= Bone morphogenetic protein =

Group of growth factor proteins

Bone morphogenetic proteins (BMPs) are a group of growth factors also known as cytokines and as metabologens. Professor Marshall Urist and Professor Hari Reddi discovered their ability to induce the formation of bone and cartilage, BMPs are now considered to constitute a group of pivotal morphogenetic signals, orchestrating tissue architecture throughout the body. The important functioning of BMP signals in physiology is emphasized by the multitude of roles for dysregulated BMP signalling in pathological processes. Cancerous disease often involves misregulation of the BMP signalling system. Absence of BMP signalling is, for instance, an important factor in the progression of colon cancer, and conversely, overactivation of BMP signalling following reflux-induced esophagitis provokes Barrett's esophagus and is thus instrumental in the development of esophageal adenocarcinoma.

Recombinant human BMPs (rhBMPs) are used in orthopedic applications such as spinal fusions, nonunions, and oral surgery. rhBMP-2 and rhBMP-7 are Food and Drug Administration (FDA)-approved for some uses. rhBMP-2 causes more overgrown bone than any other BMPs and is widely used off-label.

==Medical uses==
BMPs for clinical use are produced using recombinant DNA technology (recombinant human BMPs; rhBMPs).
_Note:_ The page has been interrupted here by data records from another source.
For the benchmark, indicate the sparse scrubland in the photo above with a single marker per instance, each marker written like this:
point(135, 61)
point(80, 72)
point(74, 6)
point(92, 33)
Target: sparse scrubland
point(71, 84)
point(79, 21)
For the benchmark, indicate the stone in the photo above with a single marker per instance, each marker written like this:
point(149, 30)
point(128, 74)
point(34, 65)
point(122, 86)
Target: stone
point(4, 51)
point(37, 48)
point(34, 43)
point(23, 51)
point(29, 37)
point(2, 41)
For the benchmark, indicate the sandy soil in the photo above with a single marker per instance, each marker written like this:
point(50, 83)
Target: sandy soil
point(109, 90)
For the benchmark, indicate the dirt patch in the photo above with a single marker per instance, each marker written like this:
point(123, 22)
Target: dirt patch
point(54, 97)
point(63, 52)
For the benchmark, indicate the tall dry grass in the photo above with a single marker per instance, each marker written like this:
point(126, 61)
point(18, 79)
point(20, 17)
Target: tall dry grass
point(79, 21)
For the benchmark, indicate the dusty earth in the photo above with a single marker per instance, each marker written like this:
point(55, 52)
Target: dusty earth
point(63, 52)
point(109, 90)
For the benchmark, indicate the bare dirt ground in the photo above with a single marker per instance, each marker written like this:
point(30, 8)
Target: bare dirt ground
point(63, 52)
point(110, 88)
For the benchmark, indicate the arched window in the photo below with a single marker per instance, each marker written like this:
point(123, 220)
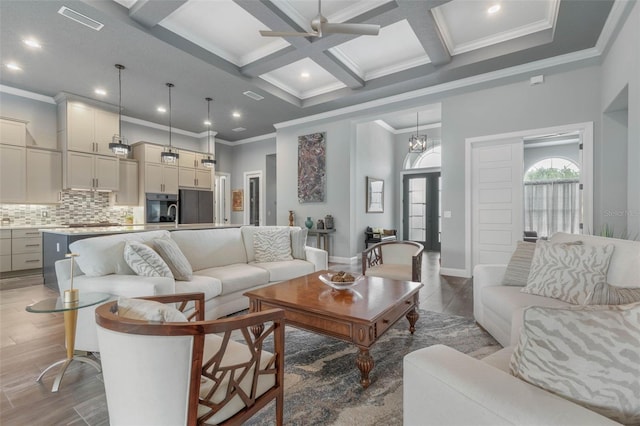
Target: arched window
point(431, 158)
point(552, 197)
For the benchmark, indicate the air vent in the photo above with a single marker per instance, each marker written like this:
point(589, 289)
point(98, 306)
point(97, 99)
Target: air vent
point(253, 95)
point(80, 18)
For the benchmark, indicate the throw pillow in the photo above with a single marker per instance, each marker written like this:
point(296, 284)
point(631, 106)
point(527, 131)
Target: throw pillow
point(144, 261)
point(590, 356)
point(607, 294)
point(148, 310)
point(272, 245)
point(298, 243)
point(568, 272)
point(519, 265)
point(174, 258)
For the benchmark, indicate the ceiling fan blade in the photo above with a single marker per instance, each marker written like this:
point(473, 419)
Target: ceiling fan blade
point(358, 29)
point(286, 34)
Recombinant BMP-2 and BMP-7 are currently approved for human use.

rhBMPs are used in oral surgeries. BMP-7 has also recently found use in the treatment of chronic kidney disease (CKD). BMP-7 has been shown in murine animal models to reverse the loss of glomeruli due to sclerosis.

A 2022 study by researchers from the Mayo Clinic, Maastricht University, and Ethris GmBH, a biotech company that focuses on RNA therapeutics, found that chemically modified mRNA encoding BMP-2 promoted dosage-dependent healing of femoral osteotomies in male rats. The mRNA molecules were complexed within nonviral lipid particles, loaded onto sponges, and surgically implanted into the bone defects. They remained localized around the site of application. Compared to receiving rhBMP-2 directly, bony tissues regenerated after mRNA treatment displayed superior strength and less formation of massive callus.

===Off-label use===
Although rhBMP-2 and rhBMP-7 are used in the treatment of a variety of bone-related conditions including spinal fusions and nonunions, the risks of this off-label treatment are not understood. While rhBMPs are approved for specific applications (spinal lumbar fusions with an anterior approach and tibia nonunions), up to 85% of all BMP usage is off-label. rhBMP-2 is used extensively in other lumbar spinal fusion techniques (e.g., using a posterior approach, anterior or posterior cervical fusions).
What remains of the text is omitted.